Não de proteção. Quer dizer, talvez, a depender de quem entra e como entra.
Ontem fui Laura. Precisava ser Laura em algum lugar. Coloquei o copo sobre a
mesa e levei um susto. Ah, Laura, hoje, sou eu. Além do atendente, ninguém mais
me chamou de Laura, mas foi um começo e me senti livre para pedir um red velvet, veja só. Hoje pela manhã fui
Heloísa. Heloísa pediu um expresso e pão de queijo, não come bolos durante a
semana e não abre exceções. Além do atendente, a moça do caixa gritou Heloísa, seu troco! Voltei. E sorri. Um
sorriso contido porque Heloísa não é de sorrir assim, escancarada por aí. Voltei
à tarde, mesmo sem sede, mesmo sem fome. Vivien. Vivien pede uma mistura de
café, leite, baunilha, canela, chocolate e coloca adoçante. Um pacotinho de
adoçante em pó que um dia vai virar um câncer. E Vivien come um salgado de
massa integral com peito de peru porque Vivien não come presunto. Vivien, com “e”, moço. Vi-vi-en. Guarde esse nome. Amanhã,
amanhã não sei. Luiza, talvez. E Luiza talvez goste de chantilly, mas ainda não
sei.
domingo, 1 de maio de 2016
Se alguém por mim perguntar
Não tenho lugar. Na sala, uma tevê ligada em ruídos. No
quarto, uma meia-pessoa já dorme. Na cozinha, uma pia de louça suja que ninguém
lava. No banheiro, ele vomita. Na varanda, de onde penso em me atirar para uma
cidade que não conheço. Terminar a noite num quarto de hotel com um homem cujo
nome vou esquecer na manhã seguinte. Não me importo, eu mesma vou dizer muito prazer, me chamo Laura. Falarei bom
dia numa língua desconhecida, no primeiro café que avistar pela rua. Pode fazer
frio. Pode fazer calor. A cidade pode ser rica. Pode ser pobre. Feia ou bonita.
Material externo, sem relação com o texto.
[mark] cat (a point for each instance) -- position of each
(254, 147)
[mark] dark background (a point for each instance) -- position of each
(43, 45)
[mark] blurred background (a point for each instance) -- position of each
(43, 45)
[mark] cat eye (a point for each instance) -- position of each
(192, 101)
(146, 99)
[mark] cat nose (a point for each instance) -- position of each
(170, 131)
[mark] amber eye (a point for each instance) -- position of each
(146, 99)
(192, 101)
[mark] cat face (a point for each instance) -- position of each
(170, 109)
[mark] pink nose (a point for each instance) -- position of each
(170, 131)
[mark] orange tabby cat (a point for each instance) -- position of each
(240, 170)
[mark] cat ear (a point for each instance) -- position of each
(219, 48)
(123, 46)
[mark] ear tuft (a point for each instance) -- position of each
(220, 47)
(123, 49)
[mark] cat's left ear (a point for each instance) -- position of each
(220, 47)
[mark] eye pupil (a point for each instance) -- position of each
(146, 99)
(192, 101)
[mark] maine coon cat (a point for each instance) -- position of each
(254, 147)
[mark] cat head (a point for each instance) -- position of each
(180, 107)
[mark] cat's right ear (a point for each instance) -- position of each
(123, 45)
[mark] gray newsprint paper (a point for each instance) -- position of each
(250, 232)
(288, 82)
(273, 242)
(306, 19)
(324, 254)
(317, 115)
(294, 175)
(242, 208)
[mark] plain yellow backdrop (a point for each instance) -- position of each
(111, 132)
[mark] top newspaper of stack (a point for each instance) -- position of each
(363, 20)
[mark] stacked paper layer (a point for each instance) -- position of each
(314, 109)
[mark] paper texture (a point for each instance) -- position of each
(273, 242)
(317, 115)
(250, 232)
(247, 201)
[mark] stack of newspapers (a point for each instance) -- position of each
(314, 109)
Só precisa ter ruas nunca pisadas por mim. O filme ficou pela metade, o livro
ficou pela metade, o almoço ficou pela metade, o xixi ficou pela metade, o sono
ficou pela metade, o banho ficou pela metade porque tudo que faço fica pela
metade. Há sempre uma febre, há sempre uma fome, há sempre uma dor, há sempre
uma sujeira, há sempre uma bagunça, há sempre uma urgência alheia que não me
deixa chegar ao fim de mim. Não suporto shopping
centers, não suporto resorts all
inclusive, não suporto parkings e
sales, preciso ir para onde haja
ainda alguma verdade. Ou autenticidade já bastaria?